Additionally, intermittent preventive treatment in infants (IPTi) is recommended by the WHO [43]. Intermittent preventive treatment in children (IPTc), especially in schoolchildren (IPTsc), is a proven malaria control strategy [4446]. In Africa, school-aged children represent 26% of the population, and nearly half of these children have at least one malaria infection each year [47]. In evaluating different schedules, children were treated every 5 months, 4 months, 3 months, 2 months or every month with sulfadoxine–pyrimethamine, sulfadoxine–pyrimethamine–amodiaquine, sulfadoxine–pyrimethamine–artesunate, amodiaquine–artesunate, or dihydroartemisinin–piperaquine [46, 4852]. Doxycycline, which is a low-half-life drug (20 h) [11], could be associated with long-half-life drugs such as amodiaquine, piperaquine or sulfadoxine–pyrimethamine in young children for IPTsc.
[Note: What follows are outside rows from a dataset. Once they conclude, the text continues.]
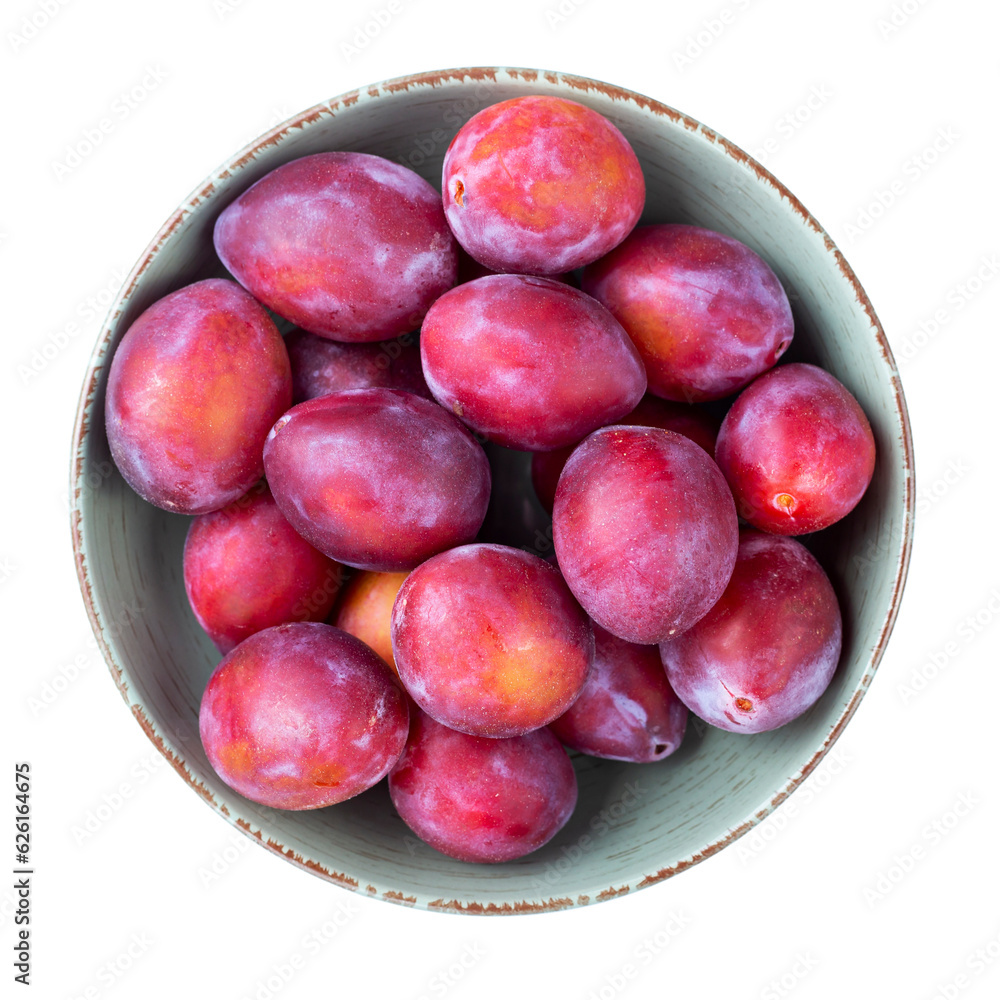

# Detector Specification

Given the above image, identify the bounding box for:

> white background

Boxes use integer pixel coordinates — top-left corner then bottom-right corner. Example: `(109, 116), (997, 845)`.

(0, 0), (1000, 1000)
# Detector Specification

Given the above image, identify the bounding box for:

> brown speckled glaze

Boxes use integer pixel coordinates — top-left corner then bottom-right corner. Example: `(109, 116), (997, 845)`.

(71, 67), (914, 914)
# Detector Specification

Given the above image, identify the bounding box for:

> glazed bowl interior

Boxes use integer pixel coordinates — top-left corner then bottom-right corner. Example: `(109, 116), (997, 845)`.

(72, 69), (913, 913)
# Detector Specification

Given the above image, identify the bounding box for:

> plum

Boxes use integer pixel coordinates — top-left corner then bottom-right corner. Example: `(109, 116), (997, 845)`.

(333, 570), (407, 675)
(660, 528), (841, 733)
(199, 622), (409, 809)
(583, 224), (793, 403)
(285, 330), (431, 403)
(184, 482), (344, 653)
(420, 274), (646, 451)
(215, 152), (458, 341)
(392, 544), (594, 738)
(549, 623), (688, 764)
(715, 364), (875, 535)
(389, 710), (577, 863)
(441, 96), (646, 275)
(264, 388), (490, 572)
(552, 427), (739, 645)
(531, 393), (719, 514)
(104, 278), (292, 514)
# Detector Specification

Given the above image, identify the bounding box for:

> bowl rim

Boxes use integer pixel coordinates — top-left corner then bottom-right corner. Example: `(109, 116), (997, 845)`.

(69, 66), (915, 914)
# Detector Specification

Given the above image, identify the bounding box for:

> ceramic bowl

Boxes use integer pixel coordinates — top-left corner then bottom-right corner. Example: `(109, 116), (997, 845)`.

(71, 68), (913, 913)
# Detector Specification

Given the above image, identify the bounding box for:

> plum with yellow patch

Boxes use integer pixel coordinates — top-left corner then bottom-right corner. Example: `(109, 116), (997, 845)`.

(392, 544), (594, 738)
(199, 622), (409, 809)
(333, 570), (408, 675)
(104, 278), (292, 514)
(389, 709), (577, 863)
(214, 151), (458, 341)
(184, 481), (344, 653)
(715, 363), (875, 535)
(264, 388), (490, 572)
(582, 224), (794, 403)
(441, 95), (646, 275)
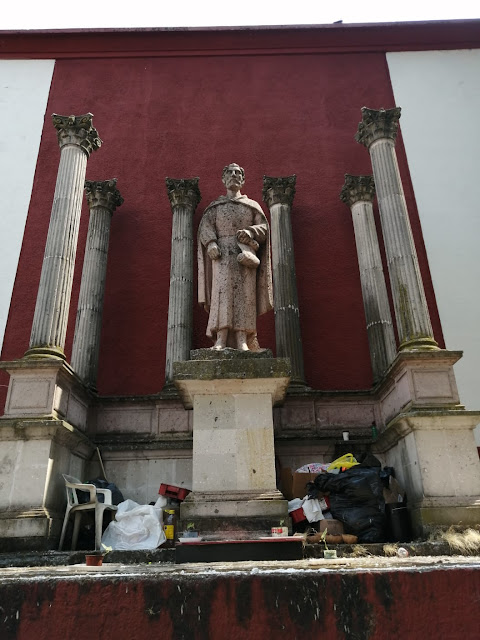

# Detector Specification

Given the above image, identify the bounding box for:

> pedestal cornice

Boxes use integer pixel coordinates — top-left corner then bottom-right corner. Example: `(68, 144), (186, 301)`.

(262, 174), (297, 209)
(173, 349), (291, 409)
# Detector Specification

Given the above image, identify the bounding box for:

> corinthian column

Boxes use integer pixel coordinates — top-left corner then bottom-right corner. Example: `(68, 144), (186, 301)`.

(25, 113), (102, 359)
(165, 178), (201, 385)
(72, 178), (123, 389)
(355, 107), (438, 351)
(263, 175), (305, 386)
(340, 173), (397, 382)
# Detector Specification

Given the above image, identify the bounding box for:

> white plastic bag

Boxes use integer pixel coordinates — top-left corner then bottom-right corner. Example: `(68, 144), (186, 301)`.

(302, 498), (324, 522)
(102, 500), (166, 551)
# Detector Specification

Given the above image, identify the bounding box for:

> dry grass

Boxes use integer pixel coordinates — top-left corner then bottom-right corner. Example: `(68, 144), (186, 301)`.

(383, 542), (398, 557)
(439, 527), (480, 554)
(350, 544), (372, 558)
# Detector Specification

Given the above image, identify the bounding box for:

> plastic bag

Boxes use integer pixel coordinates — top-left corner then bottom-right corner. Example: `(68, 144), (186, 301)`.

(296, 462), (328, 473)
(308, 465), (385, 542)
(327, 453), (358, 472)
(102, 500), (166, 551)
(302, 498), (323, 522)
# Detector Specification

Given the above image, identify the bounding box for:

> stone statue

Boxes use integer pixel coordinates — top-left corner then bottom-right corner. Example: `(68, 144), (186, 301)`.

(198, 163), (273, 351)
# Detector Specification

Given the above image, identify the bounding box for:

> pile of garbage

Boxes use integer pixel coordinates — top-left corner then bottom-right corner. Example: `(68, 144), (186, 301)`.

(288, 453), (409, 543)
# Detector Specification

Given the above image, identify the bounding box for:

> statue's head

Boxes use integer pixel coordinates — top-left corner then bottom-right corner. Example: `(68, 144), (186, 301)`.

An advantage of using doxycycline is its mechanism of action which differs from those of most currently used anti-malarial drugs by inhibiting proteins implicated in apicoplast metabolism [11, 53, 54].

However, the use of doxycycline for malaria chemoprophylaxis could raise the risk of selecting resistant bacterial pathogens to antibiotics [55]. The microbiome plays an important role in human health, and changes in the microbial flora can lead to resistance or infection by pathogenic bacteria. Proliferation of pathogenic bacteria in the human microbiome has been documented following antibiotic exposure [56, 57]. Q fever endocarditis patients treated with doxycycline presented significantly lower concentrations of BacteroidetesFirmicutes and Lactobacillus [58], a finding that was also observed with the anti-malarial hydroxychloroquine [58]. Anti-malarial drugs certainly have an impact on the microbiota. It is important to determine the effects of doxycycline on the microbiome, especially if multiple antibacterial combinations are used like sulfadoxine–pyrimethamine and doxycycline, especially in young children. The impact of long-term chemoprophylaxis with doxycycline on bacterial pathogens is documented only in military clinical cases with the acquisition of multi-drug resistance by bacteria [5962]. However, these increases in multi-drug-resistant bacteria were likely associated with environmental exposures rather than doxycycline exposure. Only outbreaks of Panton-Valentine leukocidin-positive, doxycycline-resistant, methicillin-susceptible Staphylococcus aureus infections have been linked to long-term chemoprophylaxis with doxycycline in soldiers under deployment [63]. There is no published information on the development of bacterial resistance after short-courses of doxycycline used in malaria prophylaxis.

Conclusions

Doxycycline was developed after tetracycline and was labelled with the same side-effects as the earlier tetracyclines, including the risk of yellow tooth discolouration and dental enamel hypoplasia in children under 8 years of age. However, recent studies report little or no effects of doxycycline on tooth staining or dental enamel hypoplasia in children under 8 years of age. In the United States, the CDC have recommended the use of doxycycline for the treatment of acute and chronic Q fever and tick-borne rickettsial diseases in young children. It is time to rehabilitate doxycycline and to recommend it in combination with the use of quinine for malaria treatment when ACT is unavailable or when the treatment of severe malaria with artesunate fails, in children under 8 years of age. Doxycycline could also be associated with long-half-life drugs such as amodiaquine, piperaquine or sulfadoxine–pyrimethamine in young children for IPTsc.